Consider the use of unmoderated tests. On the basis of this study, unmoderated tests appear to be a costeffective alternative or supplement to moderated tests as the evaluator effect and the number of identified usability issues were similar for moderated and unmoderated tests.
Remember that perfect reliability is not required in order for usability testing to be worthwhile. This is particularly relevant when multiple usability tests are conducted in an iterative process of evaluation and redesign, thereby providing additional possibilities for finding usability problems that are initially missed.

Paper and Article About CUE-9

What you get is what you see: revisiting the evaluator effect in usability tests,
by Morten Hertzum, Rolf Molich and Niels Ebbe Jacobsen
Behaviour & Information Technology, April 2013

For a copy of this paper, please contact me.
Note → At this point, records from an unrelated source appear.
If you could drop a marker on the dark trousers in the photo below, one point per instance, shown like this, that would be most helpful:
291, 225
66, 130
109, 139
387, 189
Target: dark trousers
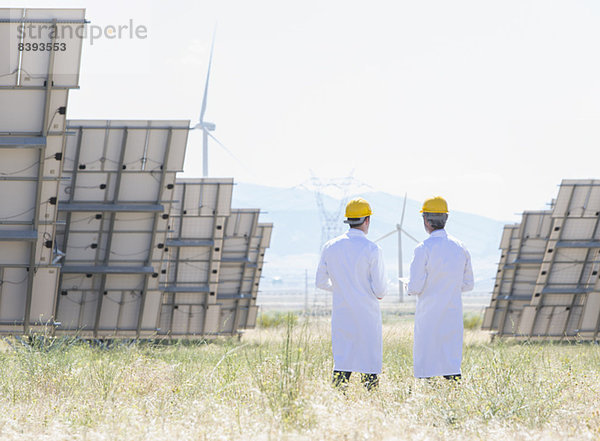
454, 377
341, 378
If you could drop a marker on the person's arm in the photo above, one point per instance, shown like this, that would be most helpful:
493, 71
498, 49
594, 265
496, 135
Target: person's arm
322, 279
418, 272
377, 272
468, 281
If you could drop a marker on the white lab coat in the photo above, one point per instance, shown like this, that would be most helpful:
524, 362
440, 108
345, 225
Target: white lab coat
439, 273
352, 268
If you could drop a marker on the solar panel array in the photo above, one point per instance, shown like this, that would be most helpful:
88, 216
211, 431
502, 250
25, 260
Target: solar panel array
215, 259
548, 282
39, 64
113, 207
102, 240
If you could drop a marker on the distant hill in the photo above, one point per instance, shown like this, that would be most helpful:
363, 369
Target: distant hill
296, 236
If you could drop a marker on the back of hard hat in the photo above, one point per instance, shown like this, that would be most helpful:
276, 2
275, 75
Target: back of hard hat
358, 208
436, 204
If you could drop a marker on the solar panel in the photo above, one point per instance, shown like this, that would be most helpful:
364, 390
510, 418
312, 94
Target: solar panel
115, 200
191, 280
557, 270
515, 284
569, 271
34, 84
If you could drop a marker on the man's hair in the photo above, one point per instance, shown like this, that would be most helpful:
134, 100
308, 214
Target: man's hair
355, 222
436, 220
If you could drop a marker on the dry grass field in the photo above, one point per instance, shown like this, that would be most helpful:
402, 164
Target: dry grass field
274, 384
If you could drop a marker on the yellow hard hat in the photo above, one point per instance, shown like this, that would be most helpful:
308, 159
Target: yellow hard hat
435, 205
358, 208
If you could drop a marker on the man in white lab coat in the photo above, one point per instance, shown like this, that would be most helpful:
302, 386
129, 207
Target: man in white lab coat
439, 273
352, 268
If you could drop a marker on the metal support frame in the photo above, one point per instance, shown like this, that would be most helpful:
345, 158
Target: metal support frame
68, 222
111, 227
36, 212
500, 277
149, 260
173, 295
212, 290
544, 273
236, 316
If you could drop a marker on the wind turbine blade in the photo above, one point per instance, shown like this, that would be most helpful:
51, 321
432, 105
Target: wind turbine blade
223, 146
387, 235
403, 210
204, 98
409, 236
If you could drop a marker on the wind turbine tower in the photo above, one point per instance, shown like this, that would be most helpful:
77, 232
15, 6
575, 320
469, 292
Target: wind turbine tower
205, 126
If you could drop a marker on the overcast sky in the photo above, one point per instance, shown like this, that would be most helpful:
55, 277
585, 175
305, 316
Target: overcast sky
487, 103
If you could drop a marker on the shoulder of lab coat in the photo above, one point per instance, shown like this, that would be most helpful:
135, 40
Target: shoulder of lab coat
418, 272
377, 271
468, 280
322, 280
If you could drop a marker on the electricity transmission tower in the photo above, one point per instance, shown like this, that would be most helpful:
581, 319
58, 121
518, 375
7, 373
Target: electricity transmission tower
331, 213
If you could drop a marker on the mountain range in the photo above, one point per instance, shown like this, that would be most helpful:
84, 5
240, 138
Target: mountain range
293, 255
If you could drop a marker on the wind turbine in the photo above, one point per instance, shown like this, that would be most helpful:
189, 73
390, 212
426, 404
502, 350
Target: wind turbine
206, 126
399, 230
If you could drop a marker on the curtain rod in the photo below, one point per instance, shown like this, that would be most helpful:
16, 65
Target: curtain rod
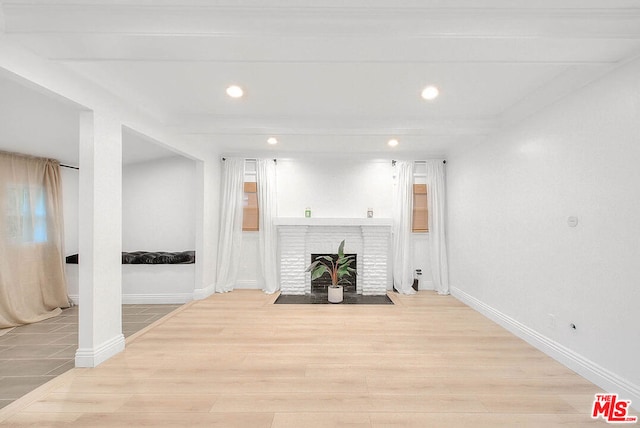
252, 159
393, 162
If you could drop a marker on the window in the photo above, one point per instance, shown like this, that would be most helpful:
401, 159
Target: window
26, 214
250, 210
420, 212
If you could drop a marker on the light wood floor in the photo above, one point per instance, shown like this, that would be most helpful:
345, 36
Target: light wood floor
236, 360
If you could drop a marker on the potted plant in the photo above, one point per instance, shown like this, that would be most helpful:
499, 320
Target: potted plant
339, 270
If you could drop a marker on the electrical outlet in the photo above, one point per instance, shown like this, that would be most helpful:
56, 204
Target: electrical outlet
552, 321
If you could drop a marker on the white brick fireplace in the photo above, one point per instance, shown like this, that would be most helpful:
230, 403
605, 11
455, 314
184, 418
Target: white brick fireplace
368, 238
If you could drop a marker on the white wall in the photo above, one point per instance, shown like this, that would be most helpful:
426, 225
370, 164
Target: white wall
332, 188
70, 193
158, 212
512, 253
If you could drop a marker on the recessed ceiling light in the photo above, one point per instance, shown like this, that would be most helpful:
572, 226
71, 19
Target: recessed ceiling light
235, 91
430, 93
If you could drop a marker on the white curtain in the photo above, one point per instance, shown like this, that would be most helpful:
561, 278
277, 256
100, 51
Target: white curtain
437, 237
267, 211
402, 242
32, 276
230, 241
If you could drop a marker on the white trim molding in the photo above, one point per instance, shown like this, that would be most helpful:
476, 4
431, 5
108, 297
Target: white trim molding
92, 357
156, 299
247, 284
147, 299
203, 293
586, 368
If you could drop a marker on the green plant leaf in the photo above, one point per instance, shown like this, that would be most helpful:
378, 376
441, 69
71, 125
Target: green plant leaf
312, 266
318, 272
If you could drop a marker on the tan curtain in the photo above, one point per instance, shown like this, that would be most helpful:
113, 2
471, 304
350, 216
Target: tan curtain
32, 277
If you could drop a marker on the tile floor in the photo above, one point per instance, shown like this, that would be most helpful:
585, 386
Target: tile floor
31, 355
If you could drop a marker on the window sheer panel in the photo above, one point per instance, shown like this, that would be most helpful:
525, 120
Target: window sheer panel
420, 222
250, 211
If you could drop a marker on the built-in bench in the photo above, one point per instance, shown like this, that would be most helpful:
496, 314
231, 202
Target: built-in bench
148, 277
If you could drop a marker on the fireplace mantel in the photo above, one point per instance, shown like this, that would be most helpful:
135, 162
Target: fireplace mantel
326, 221
367, 237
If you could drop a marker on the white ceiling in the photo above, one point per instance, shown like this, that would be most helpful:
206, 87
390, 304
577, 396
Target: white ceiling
322, 76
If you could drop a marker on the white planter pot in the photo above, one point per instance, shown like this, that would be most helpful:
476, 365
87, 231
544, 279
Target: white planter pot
335, 294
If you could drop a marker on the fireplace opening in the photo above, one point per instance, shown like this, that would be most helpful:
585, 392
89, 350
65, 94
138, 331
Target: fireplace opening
321, 284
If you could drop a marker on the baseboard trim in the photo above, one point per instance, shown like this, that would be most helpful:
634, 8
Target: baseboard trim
148, 299
247, 284
203, 293
92, 357
591, 371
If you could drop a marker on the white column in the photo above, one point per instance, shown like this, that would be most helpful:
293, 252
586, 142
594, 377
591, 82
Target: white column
207, 225
375, 260
293, 279
100, 240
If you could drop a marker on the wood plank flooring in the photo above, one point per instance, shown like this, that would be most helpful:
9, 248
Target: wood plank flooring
236, 360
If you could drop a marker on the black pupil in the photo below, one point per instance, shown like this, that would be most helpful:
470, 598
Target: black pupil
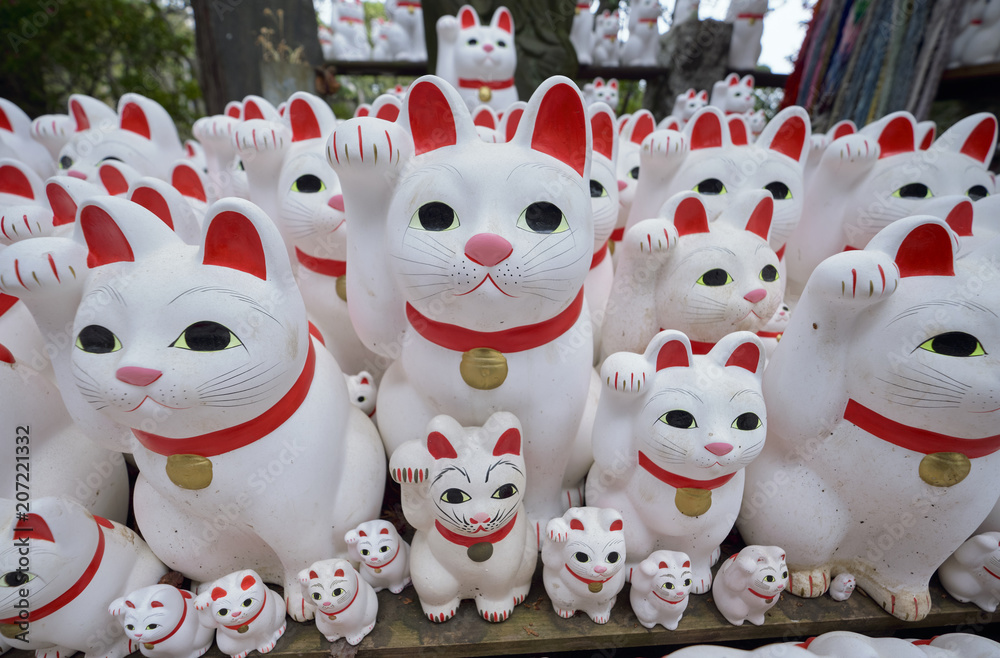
543, 217
308, 183
747, 421
680, 418
207, 336
711, 186
778, 190
913, 191
435, 216
96, 339
977, 192
716, 277
955, 343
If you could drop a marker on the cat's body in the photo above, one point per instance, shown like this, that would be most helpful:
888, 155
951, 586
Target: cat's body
77, 564
463, 491
672, 459
886, 427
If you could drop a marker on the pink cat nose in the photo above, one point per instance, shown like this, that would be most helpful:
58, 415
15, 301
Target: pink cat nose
488, 249
138, 376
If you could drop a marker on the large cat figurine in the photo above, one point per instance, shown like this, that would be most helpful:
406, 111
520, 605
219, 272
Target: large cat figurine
463, 491
212, 370
61, 568
466, 261
478, 60
884, 429
669, 453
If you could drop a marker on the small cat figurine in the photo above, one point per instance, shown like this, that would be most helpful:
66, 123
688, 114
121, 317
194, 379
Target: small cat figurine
383, 554
972, 573
750, 583
246, 613
478, 60
669, 455
463, 491
162, 622
345, 602
584, 557
77, 564
660, 588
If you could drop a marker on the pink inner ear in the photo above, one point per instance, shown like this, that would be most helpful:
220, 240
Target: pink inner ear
303, 120
981, 140
560, 128
690, 217
509, 443
106, 242
134, 120
672, 354
746, 356
232, 241
432, 122
926, 251
439, 446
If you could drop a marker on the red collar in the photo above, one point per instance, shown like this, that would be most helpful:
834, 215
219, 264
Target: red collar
915, 438
464, 540
75, 589
679, 481
468, 83
515, 339
325, 266
237, 627
238, 436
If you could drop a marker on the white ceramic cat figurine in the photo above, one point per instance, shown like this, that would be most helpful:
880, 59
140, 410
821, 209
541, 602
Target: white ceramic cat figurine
162, 622
886, 427
972, 573
672, 459
584, 557
246, 613
345, 602
476, 285
750, 583
660, 588
478, 60
384, 555
79, 564
463, 491
713, 279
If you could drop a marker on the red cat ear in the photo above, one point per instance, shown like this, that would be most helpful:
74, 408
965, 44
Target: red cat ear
440, 447
509, 443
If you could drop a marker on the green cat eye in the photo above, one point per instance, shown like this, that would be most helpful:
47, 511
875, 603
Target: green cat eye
96, 339
954, 343
542, 217
206, 336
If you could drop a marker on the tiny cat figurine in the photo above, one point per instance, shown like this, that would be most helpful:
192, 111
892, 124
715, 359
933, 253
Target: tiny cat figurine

A little known factor that could have a big effect on your next usability test
by David Travis, retrieved 19 March 2020.

Available Downloads

CUE-9 Overview (2 pages, PDF, 27 KB)
CUE-9 Detailed Description (7 pages, PDF, 46 KB)
CUE-9 Participants (1 page, PDF, 11 KB)
CUE-9 Reports, 19 reports from first workshop (ZIP, 33 MB)
CUE-9 Reports, 16 reports from second workshop (ZIP, 34 MB)

Workshops

CUE-9 workshops were held on 20 June 2011 in Atlanta, GA, USA, and on 11 September 2011 in Chemnitz, Germany. Thirty-five leading usability professionals participated in CUE-9, including Steve Krug, Chauncey Wilson, Carol Barnum, Tom Tullis and Nigel Bevan. The Atlanta workshop attracted 19 participants while the Chemnitz workshop attracted 16.